Increased QT Dispersion in Sickle Cell Disease: Effect of Pulmonary Hypertension

Abstract

Background: QT dispersion has been proposed to be a predictor of adverse outcomes in a variety of cardiac disease states. The objective of this study was to examine QT dispersion in patients with sickle cell disease (SCD) and to assess the effect of pulmonary hypertension (PHT) on QT dispersion. Methods: We performed Doppler echocardiographic assessments of pulmonary artery systolic pressure in 73 (mean age 18.5 ± 8.0 years) steady-state SCD patients and 25 (mean age 19.6 ± 7.2 years) healthy subjects. Resting 12-lead electrocardiogram was recorded and QT dispersion was calculated as the difference between maximum and minimum QT intervals.
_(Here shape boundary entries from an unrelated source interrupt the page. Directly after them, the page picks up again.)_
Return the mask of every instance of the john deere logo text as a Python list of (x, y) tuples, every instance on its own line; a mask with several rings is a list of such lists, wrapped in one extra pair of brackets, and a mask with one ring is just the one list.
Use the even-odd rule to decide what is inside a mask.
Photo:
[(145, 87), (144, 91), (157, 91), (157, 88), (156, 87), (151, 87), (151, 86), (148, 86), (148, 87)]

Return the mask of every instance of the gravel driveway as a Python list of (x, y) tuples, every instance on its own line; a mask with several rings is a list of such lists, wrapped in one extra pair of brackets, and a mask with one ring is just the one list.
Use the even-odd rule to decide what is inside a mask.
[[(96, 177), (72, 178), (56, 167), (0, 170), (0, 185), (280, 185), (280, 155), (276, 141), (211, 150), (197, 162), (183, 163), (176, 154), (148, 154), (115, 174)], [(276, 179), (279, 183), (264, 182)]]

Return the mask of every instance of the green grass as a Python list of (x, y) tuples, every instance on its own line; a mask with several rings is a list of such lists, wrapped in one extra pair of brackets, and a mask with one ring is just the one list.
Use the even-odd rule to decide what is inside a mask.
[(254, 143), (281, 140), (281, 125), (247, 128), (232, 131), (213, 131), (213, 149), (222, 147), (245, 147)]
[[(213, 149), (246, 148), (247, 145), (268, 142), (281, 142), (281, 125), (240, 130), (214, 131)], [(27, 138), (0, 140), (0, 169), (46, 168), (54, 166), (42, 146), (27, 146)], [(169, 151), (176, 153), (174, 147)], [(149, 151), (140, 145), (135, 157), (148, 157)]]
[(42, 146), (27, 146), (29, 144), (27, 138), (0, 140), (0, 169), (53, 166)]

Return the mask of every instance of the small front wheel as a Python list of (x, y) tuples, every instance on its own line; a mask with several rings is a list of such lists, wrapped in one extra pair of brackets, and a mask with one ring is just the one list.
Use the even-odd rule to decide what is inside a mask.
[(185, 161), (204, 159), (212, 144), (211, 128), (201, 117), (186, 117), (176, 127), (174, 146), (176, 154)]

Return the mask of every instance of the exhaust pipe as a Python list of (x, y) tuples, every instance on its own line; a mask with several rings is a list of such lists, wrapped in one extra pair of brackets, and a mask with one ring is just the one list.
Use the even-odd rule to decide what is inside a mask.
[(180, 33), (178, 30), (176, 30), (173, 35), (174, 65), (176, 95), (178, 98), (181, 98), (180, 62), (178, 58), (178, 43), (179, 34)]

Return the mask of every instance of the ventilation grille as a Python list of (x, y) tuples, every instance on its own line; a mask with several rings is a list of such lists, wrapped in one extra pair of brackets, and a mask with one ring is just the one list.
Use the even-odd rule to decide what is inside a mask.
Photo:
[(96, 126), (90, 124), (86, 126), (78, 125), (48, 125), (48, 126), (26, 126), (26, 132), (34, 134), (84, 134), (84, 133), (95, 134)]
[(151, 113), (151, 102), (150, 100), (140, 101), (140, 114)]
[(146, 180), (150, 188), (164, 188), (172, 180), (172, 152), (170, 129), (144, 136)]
Bazett’s formula was used to obtain a rate-corrected value of the QT interval (QTc). Results: Maximum QTc, minimum QTc and QTc dispersion were significantly increased in SCD patients compared to the control subjects (p < 0.0001, p < 0.05, p < 0.0001, respectively). Among SCD patients, patients with PHT had higher maximum QTc and QTc dispersion than patients without PHT (p < 0.0001). However, minimum QTc showed no significant differences between the two patient groups. Conclusion: QTc dispersion is significantly increased in SCD patients, especially those with PHT indicating regional inhomogeneity of ventricular repolarization.